Fatalism Excuses Nihilism?

ImageMaterialist Alex Rosenberg is convinced that a society full of nihilists would get along as well as any other.

By the same token, adopting nihilism as it applies to morality is not going to have any impact on anyone’s conduct. Including ours. (“The Atheist’s Guide to Reality”, p. 96)

He claims because all people have the same moral “programming” due to evolutionary pressures, it, therefore, doesn’t matter what one actually believes.

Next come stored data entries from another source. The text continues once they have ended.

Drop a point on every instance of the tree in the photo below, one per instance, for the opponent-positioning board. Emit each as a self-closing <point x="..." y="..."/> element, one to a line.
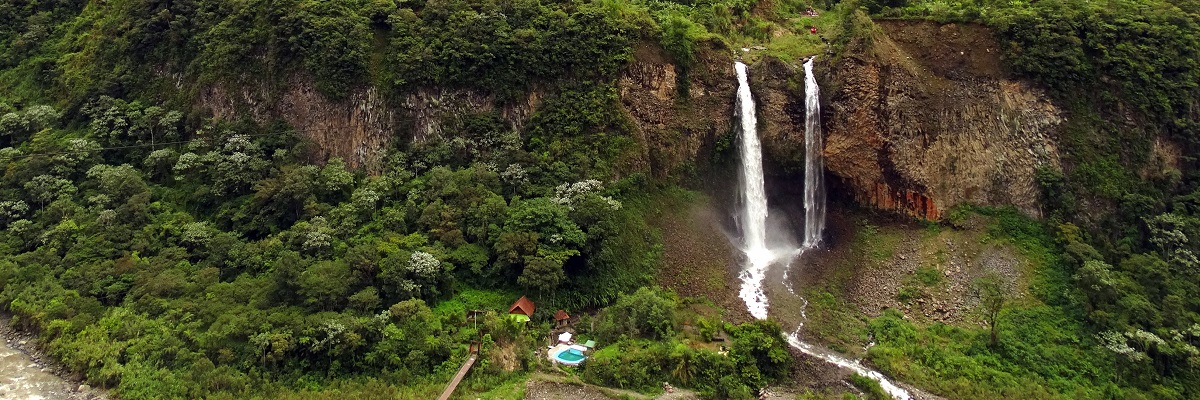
<point x="45" y="189"/>
<point x="993" y="294"/>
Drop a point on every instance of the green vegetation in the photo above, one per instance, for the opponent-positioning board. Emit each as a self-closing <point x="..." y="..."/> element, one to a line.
<point x="645" y="350"/>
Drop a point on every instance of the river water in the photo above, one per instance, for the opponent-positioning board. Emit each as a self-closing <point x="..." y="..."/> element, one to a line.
<point x="22" y="377"/>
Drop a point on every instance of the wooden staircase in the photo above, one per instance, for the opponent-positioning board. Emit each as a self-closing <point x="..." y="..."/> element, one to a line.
<point x="462" y="371"/>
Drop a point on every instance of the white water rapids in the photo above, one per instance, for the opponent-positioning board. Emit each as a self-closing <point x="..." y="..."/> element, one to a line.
<point x="753" y="216"/>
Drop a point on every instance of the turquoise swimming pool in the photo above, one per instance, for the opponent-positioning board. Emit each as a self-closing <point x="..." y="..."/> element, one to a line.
<point x="570" y="357"/>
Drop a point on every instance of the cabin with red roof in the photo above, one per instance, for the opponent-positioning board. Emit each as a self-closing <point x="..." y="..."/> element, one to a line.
<point x="522" y="309"/>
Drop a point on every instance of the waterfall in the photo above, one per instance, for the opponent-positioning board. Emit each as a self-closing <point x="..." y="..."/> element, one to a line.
<point x="753" y="216"/>
<point x="814" y="161"/>
<point x="753" y="219"/>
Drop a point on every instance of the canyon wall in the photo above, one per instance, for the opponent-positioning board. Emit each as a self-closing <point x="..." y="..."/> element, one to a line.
<point x="925" y="118"/>
<point x="918" y="119"/>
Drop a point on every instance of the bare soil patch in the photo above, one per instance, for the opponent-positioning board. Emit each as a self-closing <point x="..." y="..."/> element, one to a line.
<point x="957" y="52"/>
<point x="697" y="257"/>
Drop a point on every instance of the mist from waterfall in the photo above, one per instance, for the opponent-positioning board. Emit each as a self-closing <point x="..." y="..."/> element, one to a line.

I expect that even the most passionate of evolutionary psychologists is bound to hesitate here. Surely, not every single thought in our heads is simply dictated to us by our physiology, completely apart from our professed beliefs?

But the materialist might have a hard time arguing against Rosenberg. As he discusses in his book, a consistent materialist should reject the idea that thoughts or beliefs exist at all. And it is certainly hard to argue that non-existent things affect behavior.

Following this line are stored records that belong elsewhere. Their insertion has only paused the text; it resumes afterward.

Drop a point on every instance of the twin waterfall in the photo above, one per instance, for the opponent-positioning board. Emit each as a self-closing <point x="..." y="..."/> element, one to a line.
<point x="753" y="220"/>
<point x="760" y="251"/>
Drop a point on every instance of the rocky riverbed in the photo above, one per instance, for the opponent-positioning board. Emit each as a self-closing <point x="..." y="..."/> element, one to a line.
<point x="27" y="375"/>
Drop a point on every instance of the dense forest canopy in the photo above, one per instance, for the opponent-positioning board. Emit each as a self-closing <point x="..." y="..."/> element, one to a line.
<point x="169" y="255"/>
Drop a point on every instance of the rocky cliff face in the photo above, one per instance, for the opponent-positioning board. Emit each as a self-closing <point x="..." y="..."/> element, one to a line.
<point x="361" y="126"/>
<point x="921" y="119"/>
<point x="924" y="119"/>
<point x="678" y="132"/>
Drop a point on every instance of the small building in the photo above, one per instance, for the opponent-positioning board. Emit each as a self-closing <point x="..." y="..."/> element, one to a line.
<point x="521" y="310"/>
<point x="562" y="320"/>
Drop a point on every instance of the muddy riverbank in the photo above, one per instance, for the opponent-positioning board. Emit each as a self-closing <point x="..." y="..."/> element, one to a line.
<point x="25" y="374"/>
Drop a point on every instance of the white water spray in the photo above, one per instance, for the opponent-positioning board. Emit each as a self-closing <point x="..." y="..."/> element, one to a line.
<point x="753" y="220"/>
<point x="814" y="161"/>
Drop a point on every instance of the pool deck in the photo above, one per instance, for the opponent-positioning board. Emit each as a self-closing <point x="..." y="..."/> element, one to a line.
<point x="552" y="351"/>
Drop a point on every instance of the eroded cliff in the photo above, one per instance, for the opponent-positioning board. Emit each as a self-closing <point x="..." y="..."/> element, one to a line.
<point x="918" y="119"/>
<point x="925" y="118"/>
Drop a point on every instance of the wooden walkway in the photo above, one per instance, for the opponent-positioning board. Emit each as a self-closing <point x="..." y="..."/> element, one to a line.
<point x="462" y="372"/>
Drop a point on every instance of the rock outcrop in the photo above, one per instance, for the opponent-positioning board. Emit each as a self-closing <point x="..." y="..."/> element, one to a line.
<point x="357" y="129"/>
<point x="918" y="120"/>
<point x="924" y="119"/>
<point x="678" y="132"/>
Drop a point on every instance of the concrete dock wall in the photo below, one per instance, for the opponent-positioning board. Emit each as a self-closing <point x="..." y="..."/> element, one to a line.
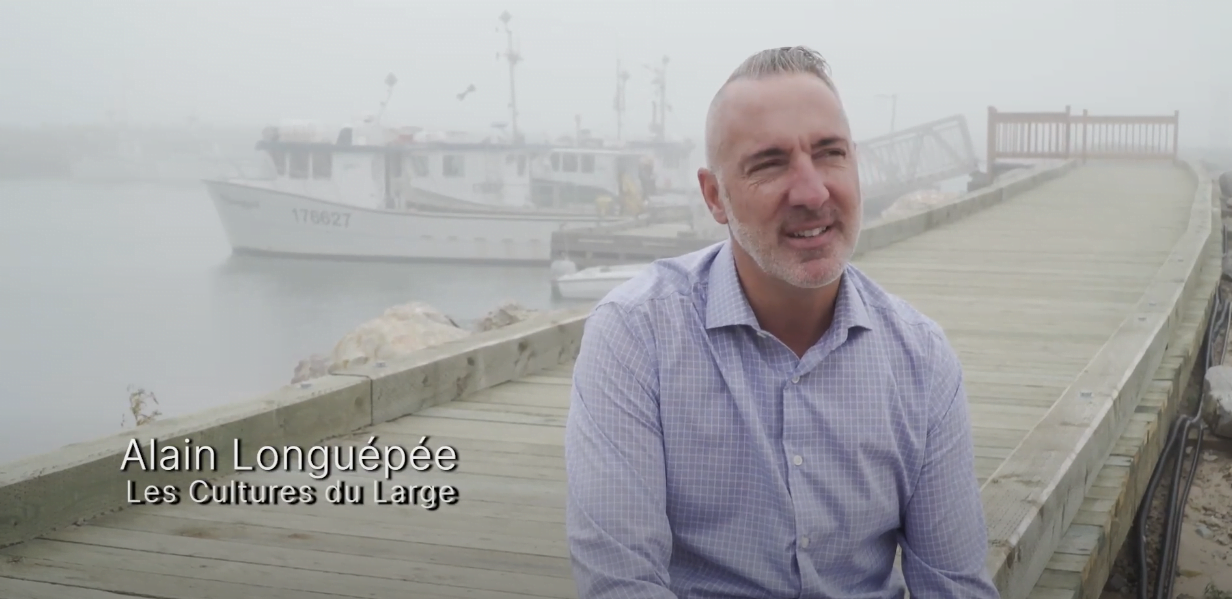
<point x="85" y="480"/>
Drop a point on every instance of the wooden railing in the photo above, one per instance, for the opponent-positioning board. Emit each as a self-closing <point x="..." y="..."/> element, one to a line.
<point x="1062" y="136"/>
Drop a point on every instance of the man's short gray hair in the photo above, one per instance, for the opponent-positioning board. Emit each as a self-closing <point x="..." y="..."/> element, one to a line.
<point x="789" y="59"/>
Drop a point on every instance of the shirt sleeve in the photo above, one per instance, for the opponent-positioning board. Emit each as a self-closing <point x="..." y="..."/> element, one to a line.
<point x="619" y="535"/>
<point x="944" y="540"/>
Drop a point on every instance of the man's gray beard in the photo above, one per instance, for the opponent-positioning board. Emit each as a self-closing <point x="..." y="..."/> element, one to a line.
<point x="764" y="255"/>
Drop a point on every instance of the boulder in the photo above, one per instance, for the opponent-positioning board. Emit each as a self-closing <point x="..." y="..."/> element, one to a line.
<point x="397" y="332"/>
<point x="1217" y="409"/>
<point x="503" y="316"/>
<point x="401" y="330"/>
<point x="311" y="367"/>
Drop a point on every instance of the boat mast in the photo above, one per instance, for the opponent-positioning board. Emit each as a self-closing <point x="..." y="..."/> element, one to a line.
<point x="513" y="57"/>
<point x="659" y="114"/>
<point x="621" y="78"/>
<point x="391" y="80"/>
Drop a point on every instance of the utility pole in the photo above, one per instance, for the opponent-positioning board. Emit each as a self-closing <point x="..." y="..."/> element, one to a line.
<point x="513" y="57"/>
<point x="893" y="109"/>
<point x="621" y="78"/>
<point x="659" y="114"/>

I’ve discussed some of the problems with this already. But part of what is going on here, I think, is that Rosenberg and others seem to dismiss the power of cultural pressures. This might seem an odd thing to say about a group that makes frequent use of the word “indoctrination”, but many of them don’t seem to be aware that the same force works equally well in secular circles.

What does this have to do with morality? Social pressure does a lot to influence people, even moral nihilists. This being the case, it simply does not follow that, because there is a small minority of well behaved nihilists in a culture, that a culture filled with them would not decline in their moral standing.

Because Rosenberg is so focused on the physical, he fails to note, let alone answer, this argument. Yet it is the primary concern about the growth of moral nihilism in modern culture.

Of course, none of this is to say that nihilism is untrue. It may well be that morality is a fiction (though I’ll be arguing otherwise in the future). Even then, a nihilism that finds so much time for moral indignation at religious believers seems something of a contradiction.

And that may be Rosenberg’s biggest issue. He can’t seem to give anyone either an intellectual or a moral reason to accept the scientism he so fervently pushes.

In fact, the view leads him to reject the existence of both thought and morality.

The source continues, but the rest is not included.